Brixen ist eine attraktive Destination und ein attraktiver Wohnort, wo es sich gut leben lässt. Wir sind gut erreichbar und haben alle Dienste, die man braucht. Es gibt aber viele Herausforderungen. Wir müssen Wohnraum schaffen, dieser Wohnraum ist teuer und wir müssen Infrastrukturen schaffen. Ich glaube, dass es ein stetiges Wachstumm geben wird, hier ist es wichtig, sich zu fragen, was für die Gemeinde zuträglich ist. Hier wird das Gemeindeentwicklungsprogramm uns anhand von empirischen Daten helfen, die Entwicklung festzulegen.
Welche Spuren haben sie in Brixen hinterlassen? Wofür werden Sie in Erinnerung bleiben?
Brixen hat sich zu einem attraktiven Lebensraum entwickelt. Am meisten Freude habe ich mit Projekten wie die Bibliothek, die Musikschule im Priel-Gelände, die Sanierung des Rathauses, die Entwicklung der Mobilität oder das Astra. Ich glaube, da gibt es einige Punkte, an denen man erkennt, dass meine Zeit als Bürgermeister eine gute Zeit war. Auf der anderen Seite hoffe ich, als Bürgermeister in Erinnerung zu bleiben, der Nahe an den Menschen war. Mir war es wichtig, unkompliziert zu helfen. Wenn das übrigbleibt, würde ich mich freuen.

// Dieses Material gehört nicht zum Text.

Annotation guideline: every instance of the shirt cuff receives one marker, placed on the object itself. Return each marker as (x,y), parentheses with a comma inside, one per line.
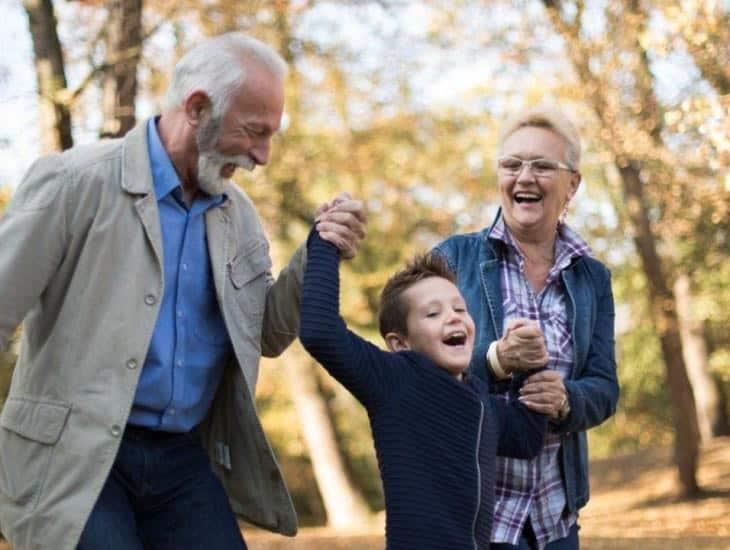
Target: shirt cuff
(493,362)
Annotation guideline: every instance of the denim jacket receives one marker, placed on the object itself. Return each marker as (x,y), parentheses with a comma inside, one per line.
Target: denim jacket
(592,386)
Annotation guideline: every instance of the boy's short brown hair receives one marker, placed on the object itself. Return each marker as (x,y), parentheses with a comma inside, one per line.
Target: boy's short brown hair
(393,309)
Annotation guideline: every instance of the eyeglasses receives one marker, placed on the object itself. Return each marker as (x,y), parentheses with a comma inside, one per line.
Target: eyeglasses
(540,167)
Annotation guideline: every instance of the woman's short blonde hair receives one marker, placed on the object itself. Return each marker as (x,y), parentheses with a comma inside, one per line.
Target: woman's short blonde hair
(550,117)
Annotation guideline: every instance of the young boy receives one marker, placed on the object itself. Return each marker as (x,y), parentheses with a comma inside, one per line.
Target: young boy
(436,428)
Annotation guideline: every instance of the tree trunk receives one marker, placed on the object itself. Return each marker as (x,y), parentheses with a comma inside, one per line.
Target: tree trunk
(664,312)
(54,114)
(694,350)
(345,506)
(119,83)
(662,302)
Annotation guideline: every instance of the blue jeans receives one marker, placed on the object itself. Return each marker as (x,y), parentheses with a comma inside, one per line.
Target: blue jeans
(528,541)
(161,494)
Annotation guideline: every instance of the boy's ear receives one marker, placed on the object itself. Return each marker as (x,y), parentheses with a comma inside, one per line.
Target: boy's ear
(396,342)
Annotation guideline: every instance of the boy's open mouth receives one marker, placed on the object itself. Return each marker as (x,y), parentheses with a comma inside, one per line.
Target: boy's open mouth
(457,338)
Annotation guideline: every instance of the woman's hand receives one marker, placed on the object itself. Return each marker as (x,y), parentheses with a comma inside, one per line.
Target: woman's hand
(544,392)
(522,347)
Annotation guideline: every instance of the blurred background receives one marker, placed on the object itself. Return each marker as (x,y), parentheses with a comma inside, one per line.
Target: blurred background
(399,103)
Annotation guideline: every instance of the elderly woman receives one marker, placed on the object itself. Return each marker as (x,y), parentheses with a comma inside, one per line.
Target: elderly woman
(540,299)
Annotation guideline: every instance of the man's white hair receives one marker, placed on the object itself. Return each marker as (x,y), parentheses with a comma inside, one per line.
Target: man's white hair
(549,117)
(217,66)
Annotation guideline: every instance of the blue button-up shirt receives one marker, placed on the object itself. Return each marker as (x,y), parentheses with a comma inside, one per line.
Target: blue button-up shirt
(190,342)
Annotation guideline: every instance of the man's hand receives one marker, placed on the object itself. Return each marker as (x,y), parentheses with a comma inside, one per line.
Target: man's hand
(544,392)
(343,223)
(522,347)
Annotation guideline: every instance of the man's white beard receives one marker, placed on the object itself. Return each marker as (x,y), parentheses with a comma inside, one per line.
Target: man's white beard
(211,163)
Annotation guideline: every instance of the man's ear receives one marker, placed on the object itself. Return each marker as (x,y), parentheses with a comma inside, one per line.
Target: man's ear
(197,107)
(396,342)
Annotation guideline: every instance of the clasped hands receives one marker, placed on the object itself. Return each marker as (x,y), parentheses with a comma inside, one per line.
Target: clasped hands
(342,222)
(522,348)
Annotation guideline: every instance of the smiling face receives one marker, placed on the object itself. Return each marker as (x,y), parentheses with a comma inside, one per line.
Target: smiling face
(532,204)
(242,137)
(438,325)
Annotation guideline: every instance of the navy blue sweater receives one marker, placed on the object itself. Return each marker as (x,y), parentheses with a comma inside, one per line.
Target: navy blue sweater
(435,437)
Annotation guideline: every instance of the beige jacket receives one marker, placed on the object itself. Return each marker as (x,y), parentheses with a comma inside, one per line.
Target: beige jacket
(81,264)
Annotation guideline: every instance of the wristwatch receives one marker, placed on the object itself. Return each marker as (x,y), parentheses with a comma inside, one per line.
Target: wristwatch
(564,409)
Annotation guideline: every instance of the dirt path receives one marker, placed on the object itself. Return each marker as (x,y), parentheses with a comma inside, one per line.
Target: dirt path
(632,507)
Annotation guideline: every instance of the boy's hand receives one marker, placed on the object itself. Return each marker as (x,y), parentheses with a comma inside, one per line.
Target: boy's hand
(544,392)
(343,223)
(522,347)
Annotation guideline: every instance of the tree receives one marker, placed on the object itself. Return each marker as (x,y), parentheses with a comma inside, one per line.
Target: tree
(123,41)
(55,115)
(631,122)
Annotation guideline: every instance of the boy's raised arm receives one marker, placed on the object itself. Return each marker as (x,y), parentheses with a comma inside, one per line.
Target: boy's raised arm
(360,366)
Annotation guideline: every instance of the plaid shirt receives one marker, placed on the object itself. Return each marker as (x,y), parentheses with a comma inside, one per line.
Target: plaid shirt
(534,487)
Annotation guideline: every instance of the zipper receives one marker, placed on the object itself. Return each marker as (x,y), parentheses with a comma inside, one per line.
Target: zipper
(479,475)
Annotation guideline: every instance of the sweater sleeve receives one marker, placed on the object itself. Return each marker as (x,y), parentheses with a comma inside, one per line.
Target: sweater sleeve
(521,431)
(363,368)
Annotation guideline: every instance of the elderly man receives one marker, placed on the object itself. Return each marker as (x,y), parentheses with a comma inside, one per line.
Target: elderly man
(143,276)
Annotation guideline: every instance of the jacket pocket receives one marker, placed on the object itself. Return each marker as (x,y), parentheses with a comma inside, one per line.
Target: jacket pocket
(249,275)
(29,430)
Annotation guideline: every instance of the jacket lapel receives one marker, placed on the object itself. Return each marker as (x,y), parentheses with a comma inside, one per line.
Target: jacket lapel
(217,227)
(137,180)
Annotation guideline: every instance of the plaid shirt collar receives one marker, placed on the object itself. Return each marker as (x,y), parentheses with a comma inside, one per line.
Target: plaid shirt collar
(534,488)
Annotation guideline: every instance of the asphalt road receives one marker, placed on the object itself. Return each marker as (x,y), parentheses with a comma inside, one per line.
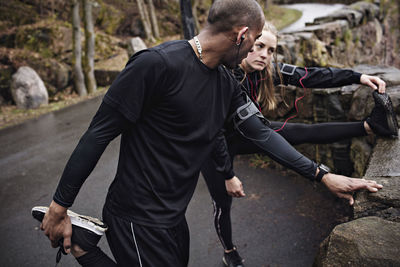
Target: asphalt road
(280,223)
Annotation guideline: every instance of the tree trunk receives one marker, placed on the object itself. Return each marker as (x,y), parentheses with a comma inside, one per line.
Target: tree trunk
(77,74)
(196,19)
(187,19)
(145,19)
(89,47)
(153,18)
(267,4)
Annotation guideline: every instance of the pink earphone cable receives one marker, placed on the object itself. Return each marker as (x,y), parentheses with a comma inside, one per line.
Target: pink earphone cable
(295,102)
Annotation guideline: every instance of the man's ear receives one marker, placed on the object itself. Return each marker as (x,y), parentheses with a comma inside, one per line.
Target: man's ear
(241,35)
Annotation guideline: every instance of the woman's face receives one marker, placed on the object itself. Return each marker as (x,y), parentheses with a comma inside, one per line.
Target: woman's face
(261,53)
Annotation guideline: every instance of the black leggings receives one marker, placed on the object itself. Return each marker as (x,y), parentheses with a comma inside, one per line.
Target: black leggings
(294,133)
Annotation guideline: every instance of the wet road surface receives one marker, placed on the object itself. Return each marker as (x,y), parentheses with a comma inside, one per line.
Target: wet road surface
(280,223)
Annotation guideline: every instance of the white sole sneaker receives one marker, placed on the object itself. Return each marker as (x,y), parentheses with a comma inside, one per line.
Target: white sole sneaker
(89,223)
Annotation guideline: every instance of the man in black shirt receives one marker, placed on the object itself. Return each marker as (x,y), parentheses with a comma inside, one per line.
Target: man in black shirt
(168,105)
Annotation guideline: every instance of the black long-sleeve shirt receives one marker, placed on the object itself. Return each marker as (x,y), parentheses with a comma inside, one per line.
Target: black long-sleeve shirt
(169,108)
(314,78)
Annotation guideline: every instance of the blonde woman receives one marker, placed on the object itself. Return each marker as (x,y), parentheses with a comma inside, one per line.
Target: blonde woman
(259,75)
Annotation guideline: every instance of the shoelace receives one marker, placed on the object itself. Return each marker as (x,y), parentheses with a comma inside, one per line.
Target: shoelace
(60,252)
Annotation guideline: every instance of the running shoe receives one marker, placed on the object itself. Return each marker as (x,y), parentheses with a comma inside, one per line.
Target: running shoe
(86,230)
(382,119)
(232,259)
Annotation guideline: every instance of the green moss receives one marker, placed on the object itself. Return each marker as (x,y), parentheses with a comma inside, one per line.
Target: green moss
(35,39)
(17,12)
(282,17)
(348,37)
(337,41)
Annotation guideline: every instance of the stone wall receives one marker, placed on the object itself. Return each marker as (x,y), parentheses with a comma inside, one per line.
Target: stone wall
(357,36)
(351,36)
(360,33)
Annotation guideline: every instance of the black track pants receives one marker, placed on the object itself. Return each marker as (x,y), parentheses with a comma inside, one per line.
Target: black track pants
(135,245)
(294,133)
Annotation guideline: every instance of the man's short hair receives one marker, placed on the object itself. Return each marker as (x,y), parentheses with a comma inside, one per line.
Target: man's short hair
(226,14)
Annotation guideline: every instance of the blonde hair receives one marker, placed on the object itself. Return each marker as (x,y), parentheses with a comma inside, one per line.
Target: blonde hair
(266,93)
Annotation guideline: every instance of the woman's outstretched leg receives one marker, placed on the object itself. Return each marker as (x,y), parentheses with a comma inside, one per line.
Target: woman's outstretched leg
(319,133)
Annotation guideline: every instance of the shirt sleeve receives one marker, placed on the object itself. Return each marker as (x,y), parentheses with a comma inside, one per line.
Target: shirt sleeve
(138,86)
(222,158)
(316,77)
(105,126)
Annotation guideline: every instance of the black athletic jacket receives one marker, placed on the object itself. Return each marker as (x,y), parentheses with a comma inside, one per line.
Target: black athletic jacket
(315,78)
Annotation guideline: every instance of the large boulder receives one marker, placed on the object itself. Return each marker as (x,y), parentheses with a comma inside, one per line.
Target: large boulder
(27,89)
(369,241)
(135,44)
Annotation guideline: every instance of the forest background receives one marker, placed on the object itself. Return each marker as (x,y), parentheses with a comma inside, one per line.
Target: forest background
(40,34)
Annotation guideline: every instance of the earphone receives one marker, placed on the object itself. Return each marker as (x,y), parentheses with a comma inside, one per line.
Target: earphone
(241,40)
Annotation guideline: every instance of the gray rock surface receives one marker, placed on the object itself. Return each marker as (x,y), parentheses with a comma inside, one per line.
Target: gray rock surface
(27,89)
(368,204)
(385,161)
(135,44)
(369,241)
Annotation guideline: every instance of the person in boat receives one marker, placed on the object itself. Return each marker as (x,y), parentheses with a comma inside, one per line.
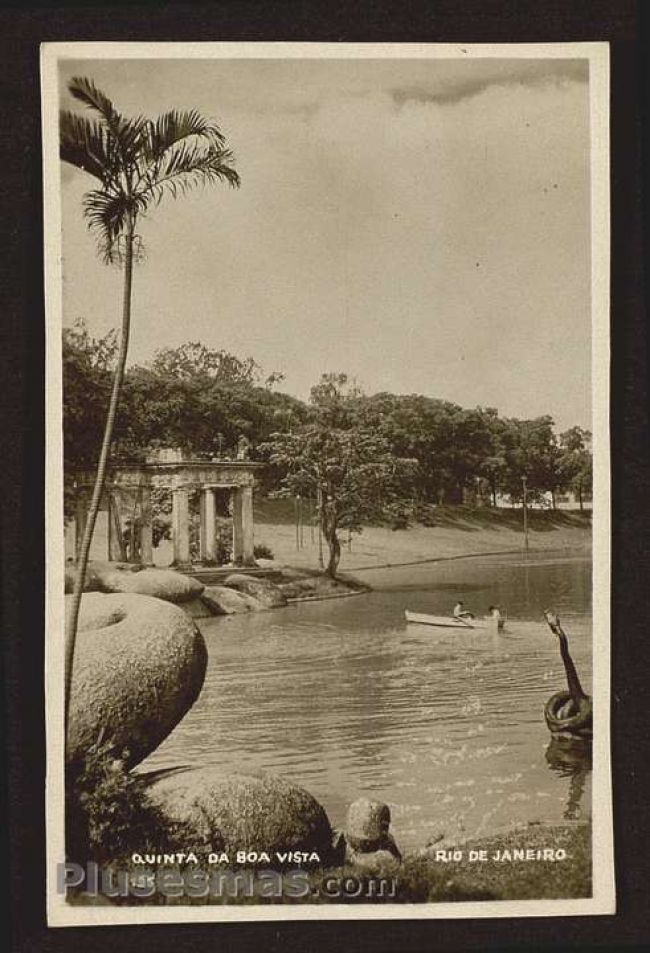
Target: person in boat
(494,613)
(460,612)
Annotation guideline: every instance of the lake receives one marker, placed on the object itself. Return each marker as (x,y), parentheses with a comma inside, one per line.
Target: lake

Was empfehlen Sie Ihrem Nachfolger?
Ich bin überzeugt, dass Andreas Jungmann es als Bürgermeisterkandidat gut machen wir und hoffe, dass die SVP eine stabile Mehrheit behalten wird. Wir haben in den letzten Jahren gesehen, dass diese Mehrheit gute Resultate erzielt: die Bürger profitieren von dieser Stabilität am meisten. Ich hoffe, dass er Brixen und seine Menschen in sein Herz schließt und so auch seine politischen Entscheidungen trifft. Ich wünsche mir, dass diese Gruppe weiterhin so besteht und junge Kandidaten nachkommen. Die Zukunft gehört nämlich der Jugend.